Il Piave mormorava mentre Francesco scendeva, col treno, dal nord al sud. Era da un po’ di mesi che il Piave mormorava ed era un po’ di mesi che Francesco era stato “richiamato” e mandato nelle regioni più a nord dell’Italia, tutte montagne intorno e lui aveva nostalgia del suo mare, della sua terra e della sua famiglia.
Era colpa della guerra, di quella guerra che poi i suoi figli, i suoi nipoti e i pronipoti avrebbero conosciuto come la “Grande Guerra”.

Pensandoci, si diceva, mentre il viaggio era scandito dal “tu tum, tu tum, tu tum” del treno, a lui non era andata poi così male: stava tornando a casa in licenza.C’erano stati altri suoi compagni che erano morti nelle trincee, sulla neve. Tra loro anche dei suoi compaesani, di quelli che conosceva bene.

La licenza non l’aveva chiesta lui, ma gliel’aveva concessa il suo tenente. Un tenente abruzzese. Quando aveva saputo che Francesco abitava nell’ultimo comune delle Marche aveva pensato a un buon sistema per aggirare la censura e far arrivare alla sua fidanzata una lettera senza che nessun’altro la leggesse.
Così aveva chiamato il sottoposto e gli aveva fatto una proposta: Francesco sarebbe tornato a casa, in licenza, per una settimana, ma prima doveva passare a Pescara e consegnare una lettera all’indirizzo che era scritto sulla lettera. Lettera che non doveva consegnare a nessuno che non fosse la signorina che aveva rubato il cuore del tenentino.
Poi, prima di tornare, doveva ripassare a Pescara, prendere la risposta della fidanzata per il signor tenente e poi, di corsa al fronte. In treno.

Tra andare e tornare da Pescara, consegnare la lettera, abbracci e coccole a moglie e figli, una visita in chiesa per ringraziare della protezione divina e implorare l’aiuto per i prossimi mesi, una sosta in piazza e all’osteria per raccontare ad amici e parenti le novità della guerra, un paio di visite ai parenti degli amici caduti al fronte e la settimana è finita in fretta e Francesco si trovò di nuovo sul treno per Pescara . . .”tu tum, tu tum, tu tum”

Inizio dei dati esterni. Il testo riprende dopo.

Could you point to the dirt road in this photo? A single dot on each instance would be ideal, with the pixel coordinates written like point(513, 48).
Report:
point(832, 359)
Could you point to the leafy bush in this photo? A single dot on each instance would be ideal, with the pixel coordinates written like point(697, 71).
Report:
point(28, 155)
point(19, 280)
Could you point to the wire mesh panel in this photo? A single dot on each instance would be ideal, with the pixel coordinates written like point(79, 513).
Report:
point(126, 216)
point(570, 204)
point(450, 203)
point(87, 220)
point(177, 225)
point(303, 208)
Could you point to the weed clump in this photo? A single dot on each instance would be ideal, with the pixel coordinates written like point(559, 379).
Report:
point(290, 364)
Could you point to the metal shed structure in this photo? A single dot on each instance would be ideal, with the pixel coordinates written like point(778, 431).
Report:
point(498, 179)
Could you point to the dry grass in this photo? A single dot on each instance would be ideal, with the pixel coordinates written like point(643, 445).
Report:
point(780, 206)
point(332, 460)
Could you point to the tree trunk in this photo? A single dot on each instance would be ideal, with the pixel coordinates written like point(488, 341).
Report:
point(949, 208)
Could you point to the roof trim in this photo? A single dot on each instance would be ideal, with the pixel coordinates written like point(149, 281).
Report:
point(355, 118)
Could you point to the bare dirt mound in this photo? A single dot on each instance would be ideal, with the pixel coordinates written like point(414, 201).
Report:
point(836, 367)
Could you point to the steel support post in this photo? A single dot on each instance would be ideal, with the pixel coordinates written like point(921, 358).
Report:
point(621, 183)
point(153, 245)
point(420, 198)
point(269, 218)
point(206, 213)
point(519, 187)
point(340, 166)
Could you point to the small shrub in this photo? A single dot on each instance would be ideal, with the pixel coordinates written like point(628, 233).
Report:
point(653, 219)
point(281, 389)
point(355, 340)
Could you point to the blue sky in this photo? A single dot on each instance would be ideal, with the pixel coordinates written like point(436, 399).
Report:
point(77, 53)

E da Pescara, con la lettera di risposta per il suo Tenente al sicuro in una tasca interna della giacca della divisa, di nuovo sul treno che va verso il nord . . . “tu tum, tu tum, tu tum”

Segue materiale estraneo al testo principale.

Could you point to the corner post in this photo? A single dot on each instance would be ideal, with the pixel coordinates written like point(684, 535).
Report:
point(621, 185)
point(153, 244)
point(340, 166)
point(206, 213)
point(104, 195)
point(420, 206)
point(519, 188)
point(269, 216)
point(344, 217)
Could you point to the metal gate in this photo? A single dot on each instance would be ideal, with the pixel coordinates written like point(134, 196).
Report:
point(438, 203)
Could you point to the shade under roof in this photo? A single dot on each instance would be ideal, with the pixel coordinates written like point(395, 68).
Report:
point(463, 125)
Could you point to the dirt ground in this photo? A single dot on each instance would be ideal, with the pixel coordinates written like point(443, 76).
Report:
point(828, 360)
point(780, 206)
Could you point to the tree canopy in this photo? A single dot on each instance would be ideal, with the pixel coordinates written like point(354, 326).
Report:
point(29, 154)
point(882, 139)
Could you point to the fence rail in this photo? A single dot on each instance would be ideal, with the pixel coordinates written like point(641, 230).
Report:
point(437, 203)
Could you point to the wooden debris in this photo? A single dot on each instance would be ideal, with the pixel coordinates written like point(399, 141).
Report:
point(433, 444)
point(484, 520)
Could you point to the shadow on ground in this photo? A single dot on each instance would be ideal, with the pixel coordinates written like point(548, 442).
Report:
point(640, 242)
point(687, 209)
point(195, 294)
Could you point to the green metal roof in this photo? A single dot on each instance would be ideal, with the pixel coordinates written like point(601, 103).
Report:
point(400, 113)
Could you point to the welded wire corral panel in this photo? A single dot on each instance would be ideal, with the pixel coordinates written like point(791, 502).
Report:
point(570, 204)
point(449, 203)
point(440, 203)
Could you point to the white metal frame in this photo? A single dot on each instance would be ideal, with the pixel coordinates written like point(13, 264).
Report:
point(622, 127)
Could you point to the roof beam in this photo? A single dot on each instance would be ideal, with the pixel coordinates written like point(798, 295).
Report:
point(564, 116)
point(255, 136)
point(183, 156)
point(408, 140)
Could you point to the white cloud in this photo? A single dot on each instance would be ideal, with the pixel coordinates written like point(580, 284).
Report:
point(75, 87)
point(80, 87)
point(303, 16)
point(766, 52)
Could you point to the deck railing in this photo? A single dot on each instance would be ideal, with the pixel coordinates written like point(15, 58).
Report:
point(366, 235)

Prima, al fronte, poco sonno. In quella settimana, a casa, poco sonno. Adesso, sul treno,  guardando il mare che si allontanava sempre più, dopo aver mangiato un po’ delle provviste portate da casa, dopo aver bevuto un bel bicchiere del vino del compare Giovanni, col sole che scaldava l’aria vicino al finestrino, Francesco si abbandonò al sonno.

Non era un uomo di lettere, il nostro contadino marchigiano prestato all’esercito, sapeva giusto scrivere il suo nome e il suo cognome, quando serviva. Gli avevano assicurato che quel treno andava al nord, gli avevano anche detto che a Bologna doveva cambiare treno, ma a Bologna lui dormiva e quando si svegliò non sapeva dov’era, ma chiedere gli sembrava “brutto”: era ammettere di non saper leggere. Sulle banchine si vedeva ancora gente in divisa e qualcuno saliva anche sul suo treno. Pensò di essere sulla strada giusta.

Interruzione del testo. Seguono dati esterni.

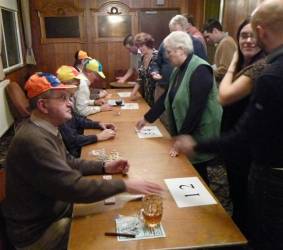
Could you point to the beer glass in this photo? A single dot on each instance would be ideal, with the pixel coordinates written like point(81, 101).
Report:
point(152, 209)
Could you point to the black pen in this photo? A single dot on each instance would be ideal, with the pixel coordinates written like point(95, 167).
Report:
point(119, 234)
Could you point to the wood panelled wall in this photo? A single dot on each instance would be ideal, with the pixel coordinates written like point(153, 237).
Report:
point(113, 55)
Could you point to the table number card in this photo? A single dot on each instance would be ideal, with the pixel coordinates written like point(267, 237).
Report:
point(124, 94)
point(130, 105)
point(189, 192)
point(149, 132)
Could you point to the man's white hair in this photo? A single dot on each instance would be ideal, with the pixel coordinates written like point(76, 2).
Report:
point(179, 40)
point(179, 20)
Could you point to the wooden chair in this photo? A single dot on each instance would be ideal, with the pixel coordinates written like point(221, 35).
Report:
point(18, 102)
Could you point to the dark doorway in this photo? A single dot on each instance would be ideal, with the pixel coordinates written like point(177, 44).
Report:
point(155, 22)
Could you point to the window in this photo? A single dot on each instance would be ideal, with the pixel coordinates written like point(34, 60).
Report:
point(11, 43)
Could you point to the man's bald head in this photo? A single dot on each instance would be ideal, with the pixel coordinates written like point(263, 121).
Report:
point(269, 15)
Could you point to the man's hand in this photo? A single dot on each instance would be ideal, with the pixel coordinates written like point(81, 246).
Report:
point(134, 97)
point(142, 187)
point(173, 152)
point(103, 93)
point(106, 135)
point(156, 76)
point(185, 144)
point(120, 79)
point(108, 126)
point(116, 167)
point(106, 107)
point(140, 124)
point(99, 101)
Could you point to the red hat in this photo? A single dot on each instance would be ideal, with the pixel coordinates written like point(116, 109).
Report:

E mangiando ancora un po’ di pecorino col pane di casa e bevendo il solito vinello, un pisolino ogni tanto, si fece notte. Quando al mattino il treno si ferma Francesco scende e quando si trova fuori dalla stazione ha un attimo di smarrimento. Non tanto per l’abbigliamento così diverso da quello di casa o per il linguaggio che non capiva; anche nei paesi vicino al fronte la gente aveva “costumanze” diverse da quelle di casa sua: nel vestire, nel mangiare e, soprattutto nel parlare. La cosa che lo lasciava interdetto era il pane, invece che panini, pagnotte o pagnottelle, questa gente portava a spasso del pane lungo lungo . . . ma dov’era capitato?
Non poteva continuare a far finta di niente, doveva informarsi . . . come fu, non ci è stato raccontato, ma si dice che in giro per il mondo un’italiano lo trovi sempre. Finalmente il mistero fu svelato, era arrivato in Francia.  Un bel po’ lontano dal “suo” fronte. E adesso??? Avrebbe dovuto essere al suo posto quel giorno e invece . . .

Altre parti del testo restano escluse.